0

I'm working on matrix-vector multiplication + accumulation function for neural net, and I've finally decided to vectorize the whole thing manually instead of relying on autovectorization.

I came up with this function:

#include <immintrin.h>
#define re *restrict //just simplification
// computes a2[n2]=w[n2][n1]*a1[n1]+b[n2]
void l_frw(const int n2,const int n1,float re a2,const float re a1,const float w[restrict][n1],const float re b)
{
    __m256 x,y,z;
    __m256 one=_mm256_set1_ps(1.0f);
    for(int i=0; i<n2; i++)
    {
        a2[i]=b[i];
        z=_mm256_setzero_ps();
        for(int j=0; j<n1; j+=8)
        {
            x=_mm256_loadu_ps(&a1[j]);
            y=_mm256_loadu_ps(&w[i][j]);
            z=_mm256_fmadd_ps(x,y,z); //accumulates dot product of each row into z
        }
        z=_mm256_dp_ps(z,one,0b11111111);
        a2[i]+=z[0]+z[4];
    }
}

(Yes it works only with multiples of 8 sized vectors).

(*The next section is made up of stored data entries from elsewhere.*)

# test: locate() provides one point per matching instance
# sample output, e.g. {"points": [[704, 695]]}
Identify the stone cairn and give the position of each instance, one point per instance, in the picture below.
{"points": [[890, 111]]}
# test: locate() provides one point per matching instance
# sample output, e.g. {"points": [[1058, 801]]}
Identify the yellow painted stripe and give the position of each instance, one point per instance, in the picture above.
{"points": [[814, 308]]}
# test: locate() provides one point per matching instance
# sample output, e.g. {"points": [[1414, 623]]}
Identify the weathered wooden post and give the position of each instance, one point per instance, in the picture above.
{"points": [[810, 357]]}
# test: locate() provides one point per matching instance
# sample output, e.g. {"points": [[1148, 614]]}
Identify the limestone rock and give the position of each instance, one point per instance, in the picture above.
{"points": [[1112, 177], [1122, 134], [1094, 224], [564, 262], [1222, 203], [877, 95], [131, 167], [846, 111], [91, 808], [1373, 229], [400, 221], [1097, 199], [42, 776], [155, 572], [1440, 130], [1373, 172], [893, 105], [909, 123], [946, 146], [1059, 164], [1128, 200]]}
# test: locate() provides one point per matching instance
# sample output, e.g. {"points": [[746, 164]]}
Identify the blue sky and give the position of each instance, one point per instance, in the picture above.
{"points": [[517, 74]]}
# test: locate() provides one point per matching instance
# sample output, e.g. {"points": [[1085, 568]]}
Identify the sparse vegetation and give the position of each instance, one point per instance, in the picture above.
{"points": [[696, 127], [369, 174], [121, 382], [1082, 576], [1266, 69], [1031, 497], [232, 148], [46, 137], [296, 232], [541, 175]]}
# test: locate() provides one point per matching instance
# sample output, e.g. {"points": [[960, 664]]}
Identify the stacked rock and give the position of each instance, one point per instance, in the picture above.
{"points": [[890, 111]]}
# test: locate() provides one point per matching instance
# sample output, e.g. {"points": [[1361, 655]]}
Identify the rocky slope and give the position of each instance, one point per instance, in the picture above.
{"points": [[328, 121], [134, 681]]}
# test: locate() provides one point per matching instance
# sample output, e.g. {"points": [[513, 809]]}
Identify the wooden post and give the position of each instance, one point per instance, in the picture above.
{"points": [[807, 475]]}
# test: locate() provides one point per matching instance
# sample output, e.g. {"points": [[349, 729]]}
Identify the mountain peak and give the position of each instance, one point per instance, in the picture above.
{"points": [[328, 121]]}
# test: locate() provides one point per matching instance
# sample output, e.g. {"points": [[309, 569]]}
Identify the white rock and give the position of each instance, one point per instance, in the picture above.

It is about 20% faster than the naive autovectorize version, which is pretty neat, but I'm still looking for improvements. Any suggestions on how to speed this up ?

PanJa
  • 15
  • 1
  • 5
  • Your memcpy call is buggy - it needs the size in bytes. It also seems to be redundant ? – Paul R Oct 31 '21 at 13:34
  • @PaulR It was not supposed to be there at all. Forgot to delete it from previous tests while copying the code in here. :) Thanks for noticing! – PanJa Oct 31 '21 at 14:29
  • You can hide the latency of `fmaddps` (and save some load overhead of `x`), by calculating rows `i` to `i+3` (or to `i+7`) in parallel. That would also offer a rare occasion to use `haddps` for the final reduction (`dpps` is inefficient in any case, but likely not the main bottleneck of your implementation). – chtz Oct 31 '21 at 16:14
  • @chtz By parallel you mean across multiple threads, or in SIMD ? I can't really imagine it, could you elaborate a little bit more ? – PanJa Oct 31 '21 at 17:16
  • 2
    I think @chtz just means parallelizing via pipelining and out-of-order execution. If you code several instructions in close succession that don't depend on each other's results, the machine can execute them simultaneously. So unroll the loop on `i` and interleave the `fmadd` operations from the various rows. – Nate Eldredge Oct 31 '21 at 17:33
  • @NateEldredge Gotcha! Unroll "i", loop a bit. I did similar thing in Mandelbrot renderer. – PanJa Oct 31 '21 at 17:46
  • Yes, as @Nate said. The trick is to increment `i` in the outer loop by `4` or `8` and make another inner loop from `i` to `i+7` inside the `j` loop (which you can unroll manually or hope that the compiler is able to do). Of course, you have to somehow handle cases where `n2` is not a multiple of `8`. – chtz Oct 31 '21 at 18:23
  • @chtz I've tried to unroll manually. Unrolling by factor of 2 or 8 slows down computation by about 2%. 4 seems to be the sweetspot with 2 - 4 % speed increase. I can see how it basically reduces number of loads of "a1" in the most inner loop. – PanJa Oct 31 '21 at 18:31
  • 1
    Got additional 2% speedup by using https://stackoverflow.com/a/13222410/15671081, instead of dp_ps. – PanJa Oct 31 '21 at 18:36
  • @chtz Also yes corner cases. Since it's used for NN it doesn't really matter; hidden layers can be multiples of 8 without any problems, and I'm willing to use padding for inputs/outputs. – PanJa Oct 31 '21 at 18:46
  • 3
    See [Why does mulss take only 3 cycles on Haswell, different from Agner's instruction tables? (Unrolling FP loops with multiple accumulators)](https://stackoverflow.com/q/45113527) re: what @NateEldredge was suggesting, and some of the links to practical examples at the top of my answer there, as well as the latency vs. throughput bottleneck discussion of vector dot products in that answer. Using multiple accumulators is essential: it's not loop overhead that you're trying to minimize, it's latency of the chain of FMA operations through one accumulator. – Peter Cordes Oct 31 '21 at 20:08
  • 1
    I would not expect unrolling to slow down the iteration at all, unless just done wrongly... Primary point is to load `x` only once; the secondary point would be to shuffle the matrix `w` so, that you can just read it linearly. Third point is to check if `n1` is small enough that you can load the whole vector `x` in advance. – Aki Suihkonen Nov 01 '21 at 10:04

1 Answers1

-1

I recently discovered that _mm256_set1_ps/pd/si... is a pretty inefficient intrinsic/instruction (doesn't always evaluate to 1 instruction depending on the variable type)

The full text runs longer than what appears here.